Saturday, July 05, 2008

NLP based search

I am getting increasingly interested in Natural Language Processing (NLP) these days. NLP can enable better human computer interfaces, powerful search engines, etc. One of the search startups in this area that I have been following is www.powerset.com which was recently acquired by Microsoft. A good source to learn about powerset and a rought technical overview is at http://www.slate.com/id/2193837/.

Powerset's NLP technology breaks a sentence into smaller entities (nouns, verbs, adjectives, etc.) and establishes relationships between them, e.g., "eiffel tower was built in 1889" gets recorded as "eiffel tower" (noun) "built" (verb) 1889 (noun). Each such relationship (called "fact") is recorded and comprises a single quantum of information derived from the web page. A search query is translated into a similar, but incomplete fact, e.g., "when was eiffel tower constructed?" would become "eiffel tower" (noun), "constructed" (verb), and "when/year/time/date" (noun/adjective). The search algorithm then matches the "factualized" query to the closest resembling fact and fills in the missing details (the year 1889 in this case).

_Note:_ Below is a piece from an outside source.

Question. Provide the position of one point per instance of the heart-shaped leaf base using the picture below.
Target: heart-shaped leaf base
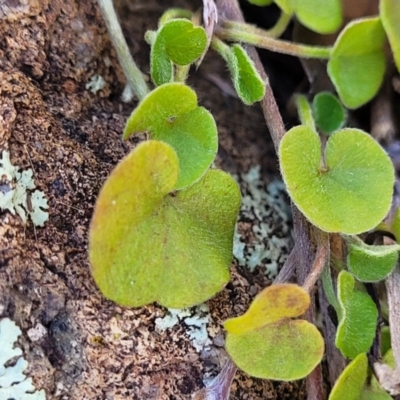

The cool thing about converting content and queries to facts is that the search engine can identify and return relationships not explicitly stated in the contents, unlike keyword based search. However, most popular content on the web is actually explicitly stated in a single sentence, so NLP seems less useful for searching popular content since Google search would already do a pretty good job here.

However, the real promise of NLP based search seems to be in the context of the "long tail" of search - which are frequently searches not explicity answered on any single web page. As the web continues to grow and many different kinds of contents come online (blogs, books, emails, etc.), the long tail of web search will continue to increase its share of the total search volume. Most of us have experienced that the unpopular searches often are not explicitly found in any single web page, instead they require the user to scan multiple web pages before they find what they want. Keyword based searching cannot make things any better here since the keywords may either be spread out across webpages or they may simply be absent (e.g., "dog" and "tommy" can be related if tommy is the name of a dog - a fact that keyword based search cannot discover). This is where NLP can really make a difference. It can identify facts from across web pages and save users valuable time spent scanning different web pages trying to forge an answer to their search queries.

So, very roughly speaking, if you can find the answer to your query in one Google search and after scanning 1-2 returned web pages, then NLP will not make things any better for you. If it takes more than one search and visiting 5+ search results to answer a given query, and if your query and its potential response can be formed into a fact, then NLP might be useful.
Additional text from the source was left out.